2 novembre 2018 | Autore:


> Diritto e Fisco Pubblicato il 2 novembre 2018



Dimissioni “in tronco”: devi indennizzare l’azienda

Hai ricevuto una proposta di lavoro da un’altra azienda, oppure quello che fai non ti soddisfa più e quindi hai deciso di dare le dimissioni. Sai che solo in alcuni specifici casi puoi dimetterti con effetti immediati, mentre normalmente devi dare un certo preavviso, dunque sei incerto su come procedere, volendo rispettare la legge ed evitare di pagare per andartene. Hai anche sentito parlare delle dimissioni telematiche e ti chiedi se sostituiscono quelle “cartacee”. Vediamo allora cosa si intende per preavviso di dimissioni, in quali casi si possono rassegnare le dimissioni con effetto immediato, cosa solo le dimissioni telematiche e come si scrive una lettera di dimissioni con preavviso.

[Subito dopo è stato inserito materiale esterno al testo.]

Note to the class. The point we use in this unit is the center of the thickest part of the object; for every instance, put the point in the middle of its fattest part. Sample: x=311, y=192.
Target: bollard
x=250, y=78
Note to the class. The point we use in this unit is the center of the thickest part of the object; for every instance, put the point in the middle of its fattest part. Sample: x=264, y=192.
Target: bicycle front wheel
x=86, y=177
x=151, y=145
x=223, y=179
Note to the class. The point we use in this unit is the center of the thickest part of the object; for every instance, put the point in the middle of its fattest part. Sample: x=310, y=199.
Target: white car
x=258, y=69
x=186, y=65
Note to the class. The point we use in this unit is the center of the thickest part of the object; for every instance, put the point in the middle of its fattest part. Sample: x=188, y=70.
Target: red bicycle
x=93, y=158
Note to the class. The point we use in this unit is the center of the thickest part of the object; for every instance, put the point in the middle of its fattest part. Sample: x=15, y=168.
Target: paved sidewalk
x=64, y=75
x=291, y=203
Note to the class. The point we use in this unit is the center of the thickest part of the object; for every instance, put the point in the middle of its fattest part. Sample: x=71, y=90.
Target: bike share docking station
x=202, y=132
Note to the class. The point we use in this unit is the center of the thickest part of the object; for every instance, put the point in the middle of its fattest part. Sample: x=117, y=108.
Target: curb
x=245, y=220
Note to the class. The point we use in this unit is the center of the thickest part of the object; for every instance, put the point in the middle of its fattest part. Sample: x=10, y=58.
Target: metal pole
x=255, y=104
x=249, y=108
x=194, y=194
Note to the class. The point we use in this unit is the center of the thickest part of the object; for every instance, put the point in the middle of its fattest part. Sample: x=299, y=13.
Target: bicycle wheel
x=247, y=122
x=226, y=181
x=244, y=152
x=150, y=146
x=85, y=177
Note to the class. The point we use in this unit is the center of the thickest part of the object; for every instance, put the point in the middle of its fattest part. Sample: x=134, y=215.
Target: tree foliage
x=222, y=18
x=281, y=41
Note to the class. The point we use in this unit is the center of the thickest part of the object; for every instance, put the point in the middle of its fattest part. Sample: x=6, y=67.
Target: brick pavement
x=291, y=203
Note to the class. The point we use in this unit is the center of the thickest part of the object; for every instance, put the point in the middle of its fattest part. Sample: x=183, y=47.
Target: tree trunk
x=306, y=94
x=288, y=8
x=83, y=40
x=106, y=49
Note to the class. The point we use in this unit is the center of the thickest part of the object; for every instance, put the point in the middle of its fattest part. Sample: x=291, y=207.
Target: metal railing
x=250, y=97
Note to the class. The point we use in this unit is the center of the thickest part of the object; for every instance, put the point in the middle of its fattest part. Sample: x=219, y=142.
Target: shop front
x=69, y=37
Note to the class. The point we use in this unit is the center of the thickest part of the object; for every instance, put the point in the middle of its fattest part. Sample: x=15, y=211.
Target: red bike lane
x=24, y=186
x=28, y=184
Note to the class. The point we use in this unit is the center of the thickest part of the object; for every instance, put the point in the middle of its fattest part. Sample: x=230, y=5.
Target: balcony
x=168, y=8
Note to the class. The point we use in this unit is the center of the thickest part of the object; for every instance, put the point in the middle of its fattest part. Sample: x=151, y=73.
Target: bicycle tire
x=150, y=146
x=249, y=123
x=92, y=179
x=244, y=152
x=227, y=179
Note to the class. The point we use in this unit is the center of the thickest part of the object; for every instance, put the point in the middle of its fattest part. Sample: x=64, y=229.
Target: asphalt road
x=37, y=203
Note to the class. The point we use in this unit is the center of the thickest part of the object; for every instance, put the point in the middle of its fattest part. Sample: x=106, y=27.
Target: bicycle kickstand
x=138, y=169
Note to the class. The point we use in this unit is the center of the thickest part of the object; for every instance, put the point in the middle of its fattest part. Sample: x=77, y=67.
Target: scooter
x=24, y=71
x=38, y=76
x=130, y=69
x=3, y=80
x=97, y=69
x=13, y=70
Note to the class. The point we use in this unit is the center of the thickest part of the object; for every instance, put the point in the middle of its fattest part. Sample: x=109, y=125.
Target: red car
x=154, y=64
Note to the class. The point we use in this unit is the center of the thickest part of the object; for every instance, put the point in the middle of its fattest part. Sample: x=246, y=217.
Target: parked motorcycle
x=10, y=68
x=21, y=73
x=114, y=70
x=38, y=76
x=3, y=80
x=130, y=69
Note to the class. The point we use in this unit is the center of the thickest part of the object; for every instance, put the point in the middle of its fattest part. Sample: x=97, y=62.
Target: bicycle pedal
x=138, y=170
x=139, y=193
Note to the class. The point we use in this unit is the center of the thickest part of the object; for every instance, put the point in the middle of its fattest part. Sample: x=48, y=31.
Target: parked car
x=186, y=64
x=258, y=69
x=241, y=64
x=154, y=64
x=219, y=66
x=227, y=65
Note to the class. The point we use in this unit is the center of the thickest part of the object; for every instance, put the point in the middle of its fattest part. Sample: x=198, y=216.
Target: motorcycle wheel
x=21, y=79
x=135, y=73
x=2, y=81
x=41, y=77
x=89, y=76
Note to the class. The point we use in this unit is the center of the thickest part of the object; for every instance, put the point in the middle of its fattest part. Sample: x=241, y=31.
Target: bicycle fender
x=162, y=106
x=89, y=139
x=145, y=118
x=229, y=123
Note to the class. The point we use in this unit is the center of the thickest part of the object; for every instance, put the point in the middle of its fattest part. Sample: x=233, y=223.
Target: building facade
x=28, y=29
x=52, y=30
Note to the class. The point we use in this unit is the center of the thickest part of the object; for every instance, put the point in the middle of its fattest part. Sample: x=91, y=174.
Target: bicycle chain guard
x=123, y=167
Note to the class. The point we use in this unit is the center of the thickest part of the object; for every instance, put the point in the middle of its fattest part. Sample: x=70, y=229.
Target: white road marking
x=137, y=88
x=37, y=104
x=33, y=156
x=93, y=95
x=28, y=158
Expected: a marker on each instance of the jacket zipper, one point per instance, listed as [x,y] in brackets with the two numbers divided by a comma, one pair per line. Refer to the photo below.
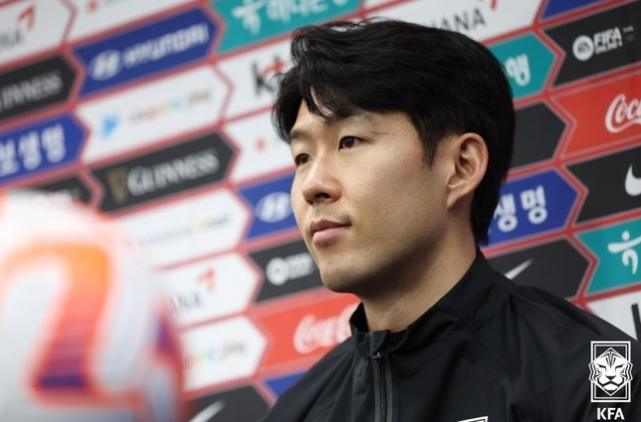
[382,388]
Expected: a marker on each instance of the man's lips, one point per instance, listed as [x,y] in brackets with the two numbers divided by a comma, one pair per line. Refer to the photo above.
[324,225]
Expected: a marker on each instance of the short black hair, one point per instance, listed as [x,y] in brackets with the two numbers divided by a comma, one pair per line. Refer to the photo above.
[445,82]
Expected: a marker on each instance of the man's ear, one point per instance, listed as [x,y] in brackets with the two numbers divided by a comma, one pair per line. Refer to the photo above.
[469,156]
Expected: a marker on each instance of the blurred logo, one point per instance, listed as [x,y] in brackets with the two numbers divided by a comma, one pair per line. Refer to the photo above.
[632,183]
[585,47]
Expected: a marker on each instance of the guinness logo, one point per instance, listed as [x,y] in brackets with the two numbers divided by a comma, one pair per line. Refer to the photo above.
[117,179]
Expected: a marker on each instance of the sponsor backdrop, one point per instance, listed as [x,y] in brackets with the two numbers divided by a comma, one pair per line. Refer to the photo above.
[157,113]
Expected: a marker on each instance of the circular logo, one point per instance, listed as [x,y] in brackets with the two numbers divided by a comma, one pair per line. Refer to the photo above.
[105,65]
[583,48]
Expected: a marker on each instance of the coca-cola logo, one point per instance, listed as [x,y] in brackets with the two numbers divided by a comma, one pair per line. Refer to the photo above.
[312,334]
[623,114]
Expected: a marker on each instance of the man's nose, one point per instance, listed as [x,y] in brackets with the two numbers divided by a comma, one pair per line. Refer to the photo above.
[320,182]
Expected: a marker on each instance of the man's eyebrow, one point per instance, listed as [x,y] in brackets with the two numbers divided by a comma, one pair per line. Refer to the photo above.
[300,134]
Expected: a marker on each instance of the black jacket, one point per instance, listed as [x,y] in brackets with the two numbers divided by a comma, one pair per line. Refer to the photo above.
[488,351]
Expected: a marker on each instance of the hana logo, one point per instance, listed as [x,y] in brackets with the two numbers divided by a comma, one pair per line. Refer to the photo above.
[610,371]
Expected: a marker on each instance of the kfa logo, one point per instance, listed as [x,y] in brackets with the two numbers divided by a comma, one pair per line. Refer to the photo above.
[610,371]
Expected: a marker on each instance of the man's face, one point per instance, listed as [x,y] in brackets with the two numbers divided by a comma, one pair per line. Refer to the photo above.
[370,210]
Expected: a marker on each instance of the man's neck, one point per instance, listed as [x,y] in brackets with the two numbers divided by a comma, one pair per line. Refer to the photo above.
[398,308]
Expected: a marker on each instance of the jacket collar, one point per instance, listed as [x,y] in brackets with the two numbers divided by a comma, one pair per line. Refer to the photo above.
[468,305]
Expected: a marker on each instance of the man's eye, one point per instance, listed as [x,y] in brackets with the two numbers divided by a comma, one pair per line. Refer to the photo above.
[348,142]
[301,159]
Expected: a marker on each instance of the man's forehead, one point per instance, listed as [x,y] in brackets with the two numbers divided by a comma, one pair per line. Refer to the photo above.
[306,120]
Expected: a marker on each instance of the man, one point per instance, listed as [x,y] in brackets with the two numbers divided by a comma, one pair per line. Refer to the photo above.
[402,136]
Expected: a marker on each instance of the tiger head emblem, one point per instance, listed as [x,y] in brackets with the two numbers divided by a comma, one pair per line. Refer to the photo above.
[610,371]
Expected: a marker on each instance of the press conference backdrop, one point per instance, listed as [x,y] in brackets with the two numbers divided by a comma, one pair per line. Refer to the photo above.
[158,113]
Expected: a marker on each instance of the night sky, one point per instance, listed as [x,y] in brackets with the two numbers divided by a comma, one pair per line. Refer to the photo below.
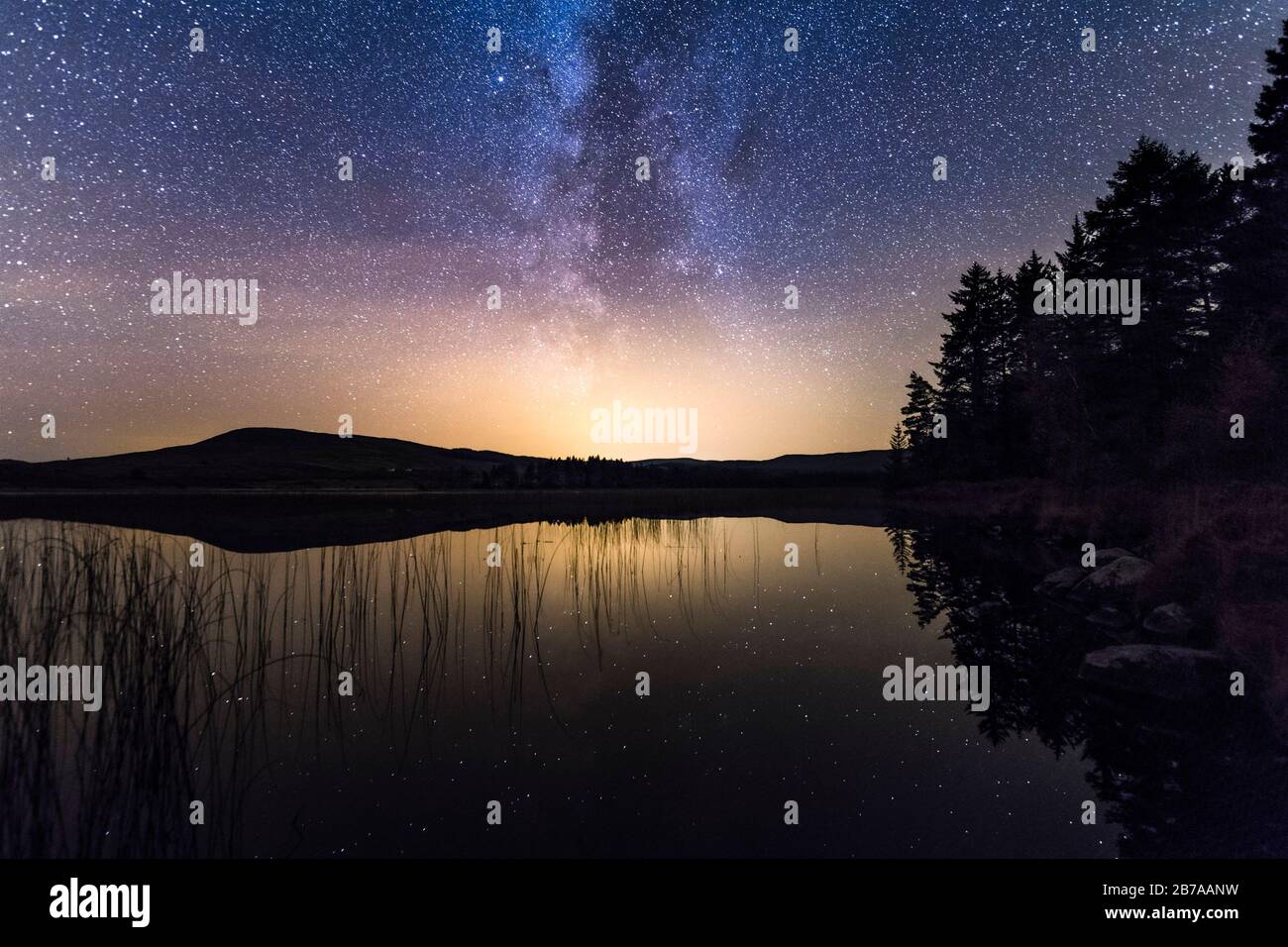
[518,169]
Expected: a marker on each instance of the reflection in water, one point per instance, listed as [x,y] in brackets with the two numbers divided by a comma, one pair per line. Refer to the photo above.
[1179,781]
[518,684]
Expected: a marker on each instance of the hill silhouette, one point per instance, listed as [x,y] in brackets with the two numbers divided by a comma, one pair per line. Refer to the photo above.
[287,459]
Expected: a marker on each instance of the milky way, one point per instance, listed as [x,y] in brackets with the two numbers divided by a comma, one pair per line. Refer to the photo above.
[516,169]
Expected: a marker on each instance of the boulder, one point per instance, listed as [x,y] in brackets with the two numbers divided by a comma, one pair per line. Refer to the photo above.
[1113,582]
[1060,581]
[1109,616]
[1162,672]
[1170,621]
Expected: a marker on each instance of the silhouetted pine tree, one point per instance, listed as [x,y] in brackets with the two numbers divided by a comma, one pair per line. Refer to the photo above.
[1256,283]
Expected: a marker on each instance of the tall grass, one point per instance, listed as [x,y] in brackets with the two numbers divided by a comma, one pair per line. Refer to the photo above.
[222,680]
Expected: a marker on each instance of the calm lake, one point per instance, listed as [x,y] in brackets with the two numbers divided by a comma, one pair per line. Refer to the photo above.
[518,684]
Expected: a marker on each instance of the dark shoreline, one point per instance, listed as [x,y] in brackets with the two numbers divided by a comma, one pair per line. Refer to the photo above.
[266,521]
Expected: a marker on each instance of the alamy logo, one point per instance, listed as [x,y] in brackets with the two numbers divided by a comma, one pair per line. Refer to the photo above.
[649,425]
[73,899]
[194,296]
[1089,298]
[936,684]
[76,684]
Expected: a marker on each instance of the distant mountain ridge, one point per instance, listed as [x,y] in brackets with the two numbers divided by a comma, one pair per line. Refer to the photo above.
[283,458]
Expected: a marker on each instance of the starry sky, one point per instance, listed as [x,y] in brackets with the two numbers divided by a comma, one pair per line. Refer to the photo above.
[516,169]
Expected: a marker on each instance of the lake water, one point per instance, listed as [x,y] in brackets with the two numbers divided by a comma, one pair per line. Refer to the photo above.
[518,684]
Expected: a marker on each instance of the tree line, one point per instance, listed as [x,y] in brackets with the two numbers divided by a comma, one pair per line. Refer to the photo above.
[1193,389]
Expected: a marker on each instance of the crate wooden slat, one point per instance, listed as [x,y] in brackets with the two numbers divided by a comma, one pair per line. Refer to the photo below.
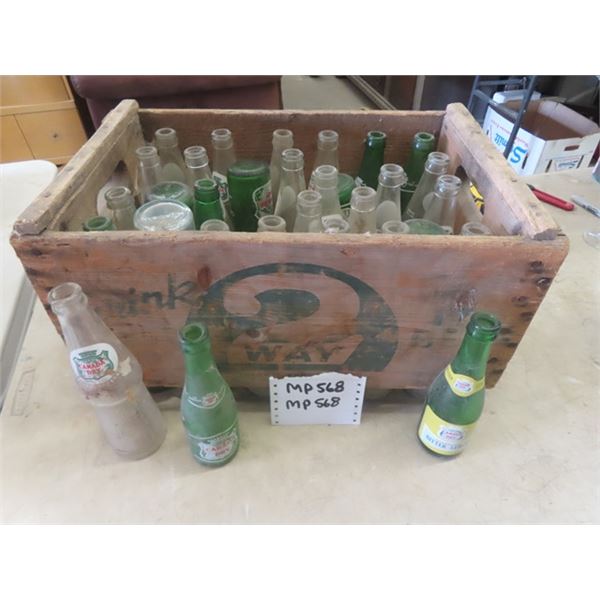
[392,308]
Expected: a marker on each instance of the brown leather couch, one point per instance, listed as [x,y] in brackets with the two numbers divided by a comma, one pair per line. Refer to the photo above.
[101,93]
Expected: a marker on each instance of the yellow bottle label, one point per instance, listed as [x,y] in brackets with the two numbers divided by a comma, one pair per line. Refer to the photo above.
[463,385]
[442,437]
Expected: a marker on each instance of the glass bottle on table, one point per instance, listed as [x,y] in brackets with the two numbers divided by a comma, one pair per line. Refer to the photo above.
[119,200]
[271,223]
[436,165]
[363,207]
[291,184]
[196,161]
[223,158]
[149,171]
[171,159]
[455,398]
[441,204]
[282,140]
[368,173]
[325,181]
[391,179]
[208,408]
[422,145]
[108,375]
[308,215]
[207,203]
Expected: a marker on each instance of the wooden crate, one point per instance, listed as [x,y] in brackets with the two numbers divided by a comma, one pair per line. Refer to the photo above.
[391,308]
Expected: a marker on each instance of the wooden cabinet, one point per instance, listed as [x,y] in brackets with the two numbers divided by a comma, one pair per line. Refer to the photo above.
[38,119]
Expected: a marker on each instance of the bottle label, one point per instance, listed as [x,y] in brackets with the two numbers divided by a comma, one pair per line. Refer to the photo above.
[442,437]
[96,363]
[463,385]
[209,400]
[217,448]
[263,200]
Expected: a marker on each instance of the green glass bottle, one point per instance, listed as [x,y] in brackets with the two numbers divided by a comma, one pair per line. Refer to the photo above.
[207,202]
[249,192]
[208,408]
[423,143]
[99,223]
[370,166]
[455,398]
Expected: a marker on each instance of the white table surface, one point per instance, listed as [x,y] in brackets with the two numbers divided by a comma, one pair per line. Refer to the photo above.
[534,457]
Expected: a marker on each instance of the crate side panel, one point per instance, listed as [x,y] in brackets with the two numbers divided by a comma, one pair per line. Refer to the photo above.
[391,309]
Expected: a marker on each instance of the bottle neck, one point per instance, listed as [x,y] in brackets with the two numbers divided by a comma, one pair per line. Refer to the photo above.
[472,357]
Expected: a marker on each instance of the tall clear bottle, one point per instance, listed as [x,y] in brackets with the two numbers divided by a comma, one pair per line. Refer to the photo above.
[391,179]
[119,200]
[363,207]
[423,143]
[171,159]
[455,399]
[292,183]
[325,181]
[308,215]
[282,140]
[196,161]
[368,174]
[436,165]
[441,204]
[149,171]
[208,408]
[109,376]
[223,159]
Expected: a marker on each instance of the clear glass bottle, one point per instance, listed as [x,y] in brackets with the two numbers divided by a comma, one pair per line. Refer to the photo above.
[171,159]
[334,224]
[436,165]
[391,179]
[271,223]
[282,140]
[149,171]
[363,207]
[223,159]
[214,225]
[292,183]
[475,228]
[308,215]
[99,223]
[109,376]
[326,178]
[119,200]
[455,398]
[164,215]
[196,161]
[423,143]
[441,205]
[372,160]
[208,409]
[395,227]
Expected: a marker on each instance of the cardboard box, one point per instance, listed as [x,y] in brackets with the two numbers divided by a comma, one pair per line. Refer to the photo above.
[552,137]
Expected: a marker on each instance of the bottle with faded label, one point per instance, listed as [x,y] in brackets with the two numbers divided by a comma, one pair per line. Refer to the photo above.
[455,399]
[171,159]
[109,376]
[208,408]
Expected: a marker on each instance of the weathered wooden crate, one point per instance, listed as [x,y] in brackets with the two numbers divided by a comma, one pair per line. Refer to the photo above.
[389,307]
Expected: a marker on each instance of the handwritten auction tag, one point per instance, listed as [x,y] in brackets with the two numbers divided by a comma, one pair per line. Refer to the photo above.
[325,399]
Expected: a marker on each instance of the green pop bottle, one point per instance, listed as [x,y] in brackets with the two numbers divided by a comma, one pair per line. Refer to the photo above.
[423,143]
[208,408]
[455,398]
[370,166]
[207,202]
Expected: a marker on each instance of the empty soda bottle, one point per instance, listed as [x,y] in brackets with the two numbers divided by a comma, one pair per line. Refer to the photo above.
[108,375]
[208,408]
[455,399]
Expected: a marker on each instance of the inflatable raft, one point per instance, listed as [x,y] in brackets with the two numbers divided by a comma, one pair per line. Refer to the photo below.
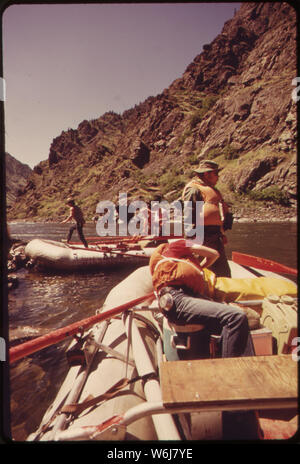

Le dimissioni: dal 2016 si fanno online

Il rapporto di lavoro può cessare per licenziamento intimato dal datore, oppure per dimissioni rassegnate dal lavoratore.
Le dimissioni sono infatti l’atto con cui il dipendente comunica formalmente al datore di non voler più proseguire il rapporto di lavoro e quindi di volerne porre fine, con effetto più o meno immediato.
Salvo si tratti di dimissioni per giusta causa, esse devono essere comunicate con un certo preavviso, la cui durata è variabile in base al livello di inquadramento assegnato al lavoratore ed alla sua anzianità di servizio e stabilito di volta in volta dal contratto collettivo di categoria.
Le dimissioni devono essere rassegnate per iscritto seguendo, a pena di loro inefficacia, una specifica procedura da compiersi online sul sito del Ministero del Lavoro e delle Politiche Sociali.
La procedura telematica può essere svolta direttamente dal lavoratore interessato, utilizzando un apposito pin personale, oppure affidandosi ad un patronato, sindacato, ente bilaterale o commissione di certificazione. In questo caso, sono gli operatori dell’Ente scelto dal dipendente ad accedere al sito Cliclavoro con la loro utenza ed a dover compilare la modulistica, previa identificazione del lavoratore dimissionario (che deve dunque munirsi di documento d’identità).
La nuova procedura di dimissioni si svolge interamente in modalità telematica.
Innanzitutto, il lavoratore deve reperire il modulo di dimissioni, o di recesso dal rapporto di lavoro, all’interno del portale del Ministero del lavoro, all’indirizzo www.lavoro.gov.it , per poi provvedere alla sua compilazione.
Il Modulo è formato da 5 sezioni: le prime tre sono compilate in automatico, in quanto il sistema attinge alle informazioni relative al rapporto lavorativo direttamente dal portale delle comunicazioni obbligatorie (nel quale sono presenti i modelli Unilav, Uniurg, Vardatori, Unisomm), diverso a seconda della Regione.
La quarta sezione del modello deve essere obbligatoriamente compilata dal lavoratore, mentre la quinta sezione è aggiornata automaticamente dal sistema.
Una volta terminata la compilazione di tutte le sezioni, il sistema attribuisce una data di trasmissione al modulo, tramite una marca temporale, contenente un codice identificativo.
Il modulo è poi inoltrato alla casella di posta elettronica certificata o di posta elettronica del datore di lavoro e alla direzione territoriale del lavoro (Dtl) competente, che lo visualizza tramite unapposito cruscotto.
La procedura è considerata valida anche se le dimissioni sono comunicate al datore di lavoro via mail ordinaria e non tramite pec: tuttavia sono sorti forti dubbi in merito al caso in cui l’azienda non riceva la comunicazione via mail, visto che non è possibile provare l’avvenuta ricezione.
Le dimissioni, infatti, in assenza di ricezione da parte del datore di lavoro non sono valide.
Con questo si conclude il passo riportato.